I remember my first iPod, what a great invention.
Agree completely.
To my mind, one of the best ever inventions: By that, I mean, this is an invention that has had a positively transformative effect on my quality of life.
Of course, there have been other more revolutionary, or profitable, or beneficial (or destructive) inventions - but for the circumstances of my life, the invention of the iPod - its small (and portable) size, its capacity to store (and play) vast quantities of music (discussed by
@LizKat in her excellent post below) qualities which made - and make - it possible to listen to one's entire music library when abroad for months at a time, - has been transformative.
Once upon a time, I had to use a CD player - the CD version of the Sony Walkman, a fine piece of equipment, and very portable, but it was very greedy for batteries, and required that you transport the CDs, too, naturally enough.
Once upon an even more distant time, around a decade or so earlier, in order to be able to listen to my music, I remember having to physically transport a combined DC/radio/cassette player to the former eastern Europe in the early 90s, this was a time when I spent several months there, and such a piece of equipment was unheard of in those parts.
So, iPods were an absolute godsend, if music mattered in your life.
I had borrowed the Quatuor Mosaïques Haydn Op 20 works on period instruments(Astree, 2000) from the library and thought them so wonderful that I promptly asked a sibling for that for Christmas. That and the download I got today are the only ones I think I’ve heard aside from a much older one by the Amadeus Quartet, via analog-digital transfer so that was at a bit of a remove. I don’t know if I ever ripped that set and may have lent out the CDs meaning I’ll likely never see them again. Anyway these Kodály downloads from Apple Music are very nice and will keep me Haydn-happy until Christmas when Santa Claus shows up with the Mosaïques CDs.

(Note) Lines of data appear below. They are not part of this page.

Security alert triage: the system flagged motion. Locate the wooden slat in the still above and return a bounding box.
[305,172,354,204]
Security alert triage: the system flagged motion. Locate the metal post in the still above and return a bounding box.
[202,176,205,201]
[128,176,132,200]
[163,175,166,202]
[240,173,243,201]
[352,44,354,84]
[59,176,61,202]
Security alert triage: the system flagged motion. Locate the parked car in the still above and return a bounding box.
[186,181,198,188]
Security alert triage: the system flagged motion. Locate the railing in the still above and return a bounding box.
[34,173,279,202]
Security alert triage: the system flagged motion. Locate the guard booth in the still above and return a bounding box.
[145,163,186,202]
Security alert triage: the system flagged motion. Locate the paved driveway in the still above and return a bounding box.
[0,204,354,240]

My grandparents had a console radio and record player in their living room back in the 1940s. It was about one-third the size of a VW beetle, I think. And I remember that first iPod too. Wow. I’ll take digital tracks over those 78rpm dinnerplates any day, not least for relative heft of the stuff it takes to get soundwaves out of them. I still sometimes glance at a clip-on iPod shuffle that I wear doing chores around the house and am amazed that I can cart around so much music on something so tiny. I feel so lucky having lived through this timeframe of tech development related to production and reproduction of music performed live or in studios.
One day I was upstairs in my grandparents' attic, on an assigned mission to retrieve spare linens or dishes or something, I was briefly distracted by finding a box full of old concert programs apparently obtained by someone in the family who had attended the concerts and kept the souvenirs. Touring quartets, piano soloists, lieder singers; those were the only performances one got to hear before radio and recordings arrived in ordinary households, unless some members of a family were accomplished amateur musicians themselves. Now we all have portable devices with gigabytes and more of music. I sometimes imagine envy on the part of some ancestors.
Terrific post.
Ah, the old 78 rpm vinyl. My mother had inherited some of them, - massive, heavy things from the 40s, made from shellac, (as I now know) and the first record player we had as kids was able to play them. We were amazed at the speed of rotation of the 78s, and tried it with some of the 45s, and 33s, (that squeaky sound of a high pitched voice was irresistibly hilarious to a child's ear) until my father caught us and made it clear that he was Not Impressed.
Agree re the wonders of having lived through the technological marvels of this age, at least in terms of music storage and playing. And agree about the wonder from those of our ancestors who loved music. My father would have loved the iPod - he was open to new technology, and passionate about his music.
Having said that, he always used to remark on how much better the record-players - and, later - stereos - that were available from the 70s were to what he had grown up with. Indeed, he was the family stereo-buyer, (though we, brothers and self, were the main users) and adored undertaking extensive and meticulous research before making a purchase (when he investigated brands, specs, price).
When he was dating my mother in the 50s, one of the gifts he gave her - very expensive at the time - was a top class record player, (treasured by her) - I think it might have been a Phillips - which was still working perfectly until we were teenagers two decades later, and was used - a lot - by us, until it died and was replaced by a stereo bought by him.
And yes, many of those older homes, especially the middle class ones, had pianos, and anyone half talented, with half an ear, could play fairly competently, while some were very accomplished musicians.